Abstract

Objective. The authors hypothesized that adherence to anti-inflammatory treatment could reduce overall cost of asthma care, as higher spending on drugs would be offset by reductions in hospital and emergency care. Methods. A retrospective observational study using 2 years of claims data for 41,234 commercially insured asthmatics on monotherapy with either leukotriene inhibitors (LI) or inhaled corticosteriods (ICS). Patients were grouped into adherence quartiles based on the percentage of days per year they had prescriptions filled (medication possession ratio). The relationship between adherence and four outcomes was examined: () emergency department (ED) visits, () hospitalizations, () nondrug net payments for asthma care, () total net payments for asthma care (including drug costs). Multivariate and logistic regression models adjusting for demographics, comorbidities, and measures of past asthma utilization were used. Results.

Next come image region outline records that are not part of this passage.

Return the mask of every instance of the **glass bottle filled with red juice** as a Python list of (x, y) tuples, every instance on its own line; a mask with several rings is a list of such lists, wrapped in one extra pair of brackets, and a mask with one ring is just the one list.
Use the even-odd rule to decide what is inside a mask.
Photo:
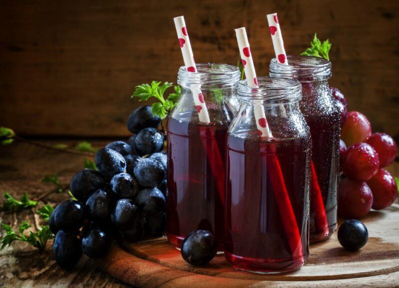
[[(181, 67), (180, 98), (168, 120), (167, 236), (180, 248), (198, 229), (212, 233), (221, 250), (224, 203), (225, 140), (236, 113), (238, 67), (198, 64), (198, 73)], [(205, 107), (196, 107), (201, 93)], [(208, 121), (199, 117), (205, 109)], [(203, 111), (202, 111), (203, 112)]]
[[(284, 273), (309, 255), (312, 144), (299, 82), (257, 79), (258, 89), (240, 81), (239, 109), (228, 130), (224, 254), (236, 268)], [(256, 105), (264, 110), (268, 137), (258, 133)]]
[(322, 58), (287, 56), (288, 65), (275, 58), (270, 76), (298, 80), (302, 86), (301, 110), (313, 144), (310, 190), (310, 242), (328, 239), (337, 228), (340, 112), (330, 90), (331, 63)]

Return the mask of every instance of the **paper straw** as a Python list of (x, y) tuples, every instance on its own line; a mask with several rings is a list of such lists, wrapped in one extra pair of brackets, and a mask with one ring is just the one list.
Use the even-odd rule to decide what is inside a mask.
[(283, 37), (281, 36), (280, 24), (278, 23), (277, 13), (269, 14), (267, 17), (271, 40), (273, 41), (273, 47), (274, 47), (276, 59), (280, 64), (288, 65), (288, 63), (287, 63), (287, 54), (285, 54), (285, 49), (284, 48), (284, 42), (283, 41)]
[[(253, 64), (253, 60), (249, 49), (249, 43), (245, 28), (242, 27), (236, 29), (235, 35), (238, 43), (247, 83), (249, 87), (254, 88), (259, 88), (256, 79), (256, 73), (255, 72), (255, 66)], [(259, 103), (261, 103), (260, 100), (258, 101)], [(265, 137), (272, 137), (266, 120), (263, 105), (261, 104), (254, 104), (254, 112), (256, 120), (256, 126), (261, 137), (264, 136)], [(259, 127), (262, 129), (261, 130), (259, 129)], [(266, 145), (266, 144), (261, 143), (260, 144)], [(271, 144), (274, 145), (274, 144)], [(285, 186), (285, 182), (278, 157), (276, 155), (273, 154), (266, 156), (262, 156), (262, 158), (263, 169), (267, 173), (271, 182), (272, 189), (277, 203), (280, 216), (283, 222), (292, 256), (298, 258), (303, 262), (303, 250), (301, 235), (299, 234), (296, 218), (292, 208), (288, 192)]]
[[(281, 34), (281, 29), (278, 22), (277, 13), (273, 13), (266, 15), (269, 23), (273, 46), (276, 59), (280, 64), (288, 65), (287, 54), (284, 48), (284, 41)], [(317, 174), (314, 168), (313, 161), (311, 163), (312, 177), (310, 187), (310, 205), (312, 210), (315, 212), (315, 223), (319, 231), (324, 236), (329, 234), (328, 223), (326, 215), (326, 209), (323, 200), (321, 189), (317, 179)]]
[[(241, 61), (242, 62), (242, 66), (244, 67), (247, 84), (250, 87), (258, 88), (256, 73), (255, 72), (255, 66), (253, 65), (252, 55), (249, 48), (249, 43), (248, 41), (245, 28), (242, 27), (236, 29), (235, 36), (237, 37), (237, 42), (238, 43)], [(272, 137), (271, 132), (266, 119), (265, 111), (261, 104), (262, 101), (256, 100), (254, 101), (254, 103), (255, 104), (253, 106), (253, 111), (259, 136), (261, 137)]]
[[(194, 55), (193, 54), (193, 50), (191, 49), (191, 44), (184, 20), (184, 16), (175, 17), (173, 19), (175, 21), (179, 43), (182, 49), (182, 54), (183, 55), (183, 60), (186, 69), (189, 72), (196, 72), (197, 71), (196, 62), (194, 61)], [(205, 101), (203, 100), (203, 94), (199, 87), (193, 87), (191, 89), (191, 91), (193, 92), (193, 98), (194, 99), (200, 121), (204, 123), (209, 123), (210, 122), (210, 120), (209, 118), (208, 110), (205, 104)]]

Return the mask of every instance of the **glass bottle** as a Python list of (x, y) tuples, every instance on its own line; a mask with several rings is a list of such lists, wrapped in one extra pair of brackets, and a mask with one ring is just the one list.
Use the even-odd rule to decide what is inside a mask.
[[(235, 87), (240, 74), (238, 67), (227, 64), (197, 65), (198, 73), (185, 67), (179, 69), (182, 92), (168, 121), (167, 236), (180, 248), (189, 233), (206, 230), (213, 234), (221, 250), (225, 142), (236, 112)], [(193, 91), (200, 90), (209, 123), (199, 117)]]
[[(235, 268), (259, 273), (297, 270), (309, 255), (312, 144), (301, 113), (301, 85), (282, 78), (245, 80), (227, 139), (224, 254)], [(261, 138), (261, 105), (271, 137)]]

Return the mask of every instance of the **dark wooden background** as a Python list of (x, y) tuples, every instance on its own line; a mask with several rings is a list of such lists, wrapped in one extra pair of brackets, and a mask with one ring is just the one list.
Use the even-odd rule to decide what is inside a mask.
[(139, 104), (136, 85), (174, 82), (183, 60), (173, 18), (184, 14), (199, 62), (236, 63), (247, 27), (257, 73), (277, 12), (288, 54), (315, 32), (333, 43), (331, 84), (375, 131), (399, 138), (399, 1), (1, 1), (0, 125), (33, 136), (119, 137)]

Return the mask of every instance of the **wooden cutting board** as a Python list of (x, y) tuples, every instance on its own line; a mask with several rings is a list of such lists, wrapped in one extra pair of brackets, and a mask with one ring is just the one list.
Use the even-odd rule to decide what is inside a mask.
[[(127, 283), (146, 287), (397, 287), (399, 286), (399, 205), (373, 211), (362, 219), (369, 230), (361, 250), (344, 250), (335, 233), (327, 241), (311, 245), (307, 263), (299, 271), (262, 275), (233, 269), (223, 255), (207, 265), (186, 263), (166, 238), (114, 245), (98, 264)], [(248, 244), (250, 240), (248, 240)]]

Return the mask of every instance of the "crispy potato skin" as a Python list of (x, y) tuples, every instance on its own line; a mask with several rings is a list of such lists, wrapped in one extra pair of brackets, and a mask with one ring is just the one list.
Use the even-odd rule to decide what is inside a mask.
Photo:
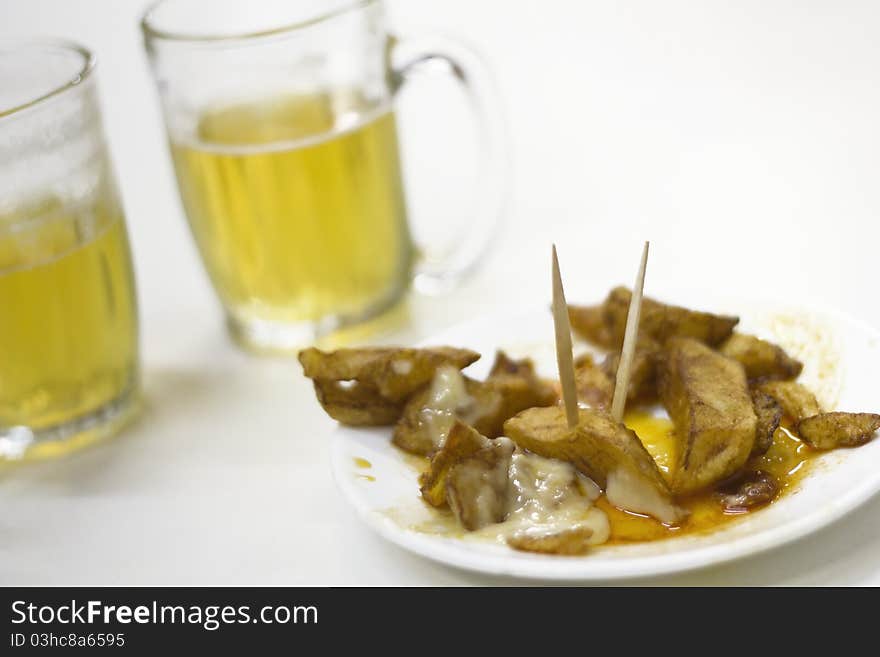
[[(485, 381), (465, 377), (471, 404), (461, 412), (460, 419), (489, 438), (500, 436), (504, 421), (521, 410), (549, 406), (557, 401), (553, 386), (537, 377), (530, 360), (513, 361), (504, 354), (501, 356), (501, 365), (496, 359), (496, 365)], [(392, 436), (392, 442), (400, 449), (422, 456), (430, 456), (435, 450), (430, 427), (422, 412), (428, 403), (429, 388), (426, 385), (410, 398)]]
[(739, 470), (757, 430), (742, 365), (692, 338), (673, 338), (657, 378), (679, 441), (672, 490), (691, 493)]
[(403, 404), (385, 399), (367, 383), (317, 380), (315, 395), (327, 415), (341, 424), (353, 427), (387, 426), (394, 424), (403, 412)]
[(404, 401), (428, 383), (444, 365), (463, 369), (480, 357), (469, 349), (433, 347), (372, 347), (325, 352), (311, 347), (299, 352), (310, 379), (360, 381), (375, 387), (389, 401)]
[(816, 396), (797, 381), (765, 381), (756, 390), (770, 395), (782, 407), (782, 414), (797, 424), (822, 412)]
[(801, 439), (816, 449), (864, 445), (878, 429), (880, 415), (876, 413), (819, 413), (797, 426)]
[(507, 544), (524, 552), (576, 556), (590, 550), (592, 536), (592, 529), (579, 526), (552, 533), (517, 532), (507, 537)]
[(449, 469), (446, 500), (468, 531), (504, 520), (512, 455), (513, 443), (500, 438)]
[[(600, 347), (620, 349), (631, 296), (627, 288), (617, 287), (600, 306), (569, 306), (572, 328)], [(690, 337), (715, 346), (730, 336), (738, 322), (738, 317), (688, 310), (644, 297), (639, 335), (659, 344), (672, 337)]]
[(431, 506), (446, 506), (446, 478), (449, 470), (488, 445), (488, 438), (464, 422), (453, 424), (443, 447), (431, 457), (430, 468), (419, 477), (422, 498)]
[(407, 397), (431, 380), (437, 368), (470, 365), (480, 355), (467, 349), (375, 347), (299, 352), (305, 375), (327, 415), (350, 426), (394, 424)]
[(763, 454), (773, 444), (773, 434), (782, 421), (782, 406), (773, 397), (760, 390), (752, 390), (752, 406), (758, 418), (752, 454)]
[(742, 363), (749, 381), (796, 379), (804, 369), (782, 347), (745, 333), (734, 333), (718, 351)]
[(561, 407), (530, 408), (505, 422), (504, 434), (539, 456), (568, 461), (601, 488), (612, 470), (623, 467), (668, 495), (657, 464), (635, 433), (603, 411), (581, 409), (579, 417), (572, 430)]

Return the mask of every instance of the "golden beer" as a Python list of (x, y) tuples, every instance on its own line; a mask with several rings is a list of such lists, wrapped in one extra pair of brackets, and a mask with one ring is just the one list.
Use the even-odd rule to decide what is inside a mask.
[(172, 140), (233, 325), (363, 319), (408, 285), (394, 115), (362, 109), (354, 94), (279, 97), (206, 112), (194, 141)]
[(129, 245), (115, 201), (79, 210), (47, 201), (0, 216), (0, 429), (27, 427), (49, 445), (55, 426), (82, 422), (87, 431), (90, 414), (103, 421), (108, 405), (136, 394), (137, 363)]

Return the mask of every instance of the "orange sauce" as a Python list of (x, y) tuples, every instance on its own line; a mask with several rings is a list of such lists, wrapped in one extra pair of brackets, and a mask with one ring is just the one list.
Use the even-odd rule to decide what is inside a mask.
[[(645, 449), (654, 457), (660, 471), (668, 476), (670, 467), (675, 462), (676, 437), (672, 422), (665, 417), (634, 411), (626, 415), (624, 424), (636, 432)], [(776, 478), (779, 483), (779, 493), (776, 496), (778, 500), (797, 486), (809, 470), (816, 454), (789, 429), (780, 427), (773, 436), (770, 449), (765, 454), (752, 457), (746, 467), (750, 470), (764, 470)], [(655, 541), (683, 534), (707, 533), (747, 515), (725, 513), (712, 490), (679, 498), (676, 503), (688, 511), (688, 518), (680, 526), (668, 526), (648, 516), (618, 509), (604, 495), (601, 496), (596, 501), (596, 506), (608, 514), (611, 523), (611, 538), (607, 544)], [(758, 507), (751, 513), (760, 510), (761, 507)]]

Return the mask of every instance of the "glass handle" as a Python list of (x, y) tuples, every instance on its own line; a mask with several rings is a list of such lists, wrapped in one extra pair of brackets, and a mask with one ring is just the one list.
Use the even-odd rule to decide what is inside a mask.
[(415, 73), (441, 71), (465, 90), (477, 119), (482, 161), (477, 169), (476, 198), (470, 220), (452, 241), (447, 255), (423, 253), (416, 266), (417, 290), (435, 294), (449, 290), (475, 269), (496, 236), (504, 216), (508, 178), (504, 115), (492, 75), (483, 59), (468, 46), (442, 36), (393, 39), (391, 55), (395, 91)]

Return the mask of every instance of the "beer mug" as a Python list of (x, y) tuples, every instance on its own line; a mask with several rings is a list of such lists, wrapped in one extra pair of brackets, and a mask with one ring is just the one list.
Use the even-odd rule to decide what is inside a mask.
[[(164, 0), (142, 28), (183, 207), (232, 336), (290, 351), (445, 287), (497, 227), (504, 157), (491, 78), (446, 39), (398, 41), (379, 0)], [(444, 64), (484, 142), (480, 198), (454, 248), (416, 245), (395, 94)], [(434, 66), (432, 66), (434, 68)]]
[(114, 433), (138, 400), (138, 319), (94, 58), (0, 42), (0, 460)]

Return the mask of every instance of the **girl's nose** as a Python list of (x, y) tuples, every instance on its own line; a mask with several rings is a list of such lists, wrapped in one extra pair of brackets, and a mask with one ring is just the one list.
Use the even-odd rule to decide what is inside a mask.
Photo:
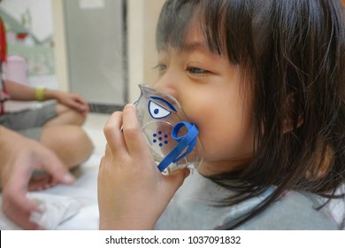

Adherence rates were low with a median medication possession ratio of 39% for LI and 15% for ICS. Both ED and hospital use was negatively associated with adherence to LI. Patients in the lowest quartile experienced 80 (95% confidence interval (CI) = 62–102) ED visits and 34 (95% CI = 22–52) admissions per 1000 patient-years compared to 36 (95% CI = 27–49) ED visits and 13 (95% CI = 8–22) admissions in the highest quartile. In contrast, ED visits and hospital admissions did not differ significantly between adherence groups for ICS. Total payments for asthma care increased significantly with higher adherence for both LI and ICS patients. Comparing the lowest and highest adherence quartile, payments per person per month increased significantly from $65.11 (95% CI = $57.02–$73.20) to $147.46 (95% CI = $139.48–$155.44) for patients on LI and from $38.71 (95% CI = $29.52–$47.90) to 93.13 (95% CI = $83.70–$102.56) for patients on ICS. The only subgroup, for which overall asthma payments did not increase with better adherence, were patients with past ED visit or hospital admission on LI. Conclusions. In this observational study, treatment with LI, but not with ICS, appears to improve disease control, as evidenced by the reduction in the incidence of ED visits and hospitalizations in patients on LI. Savings generated by this reduction in high-cost events don't offset the increased payments for drugs in more adherence patients, except for selected high-risk patients.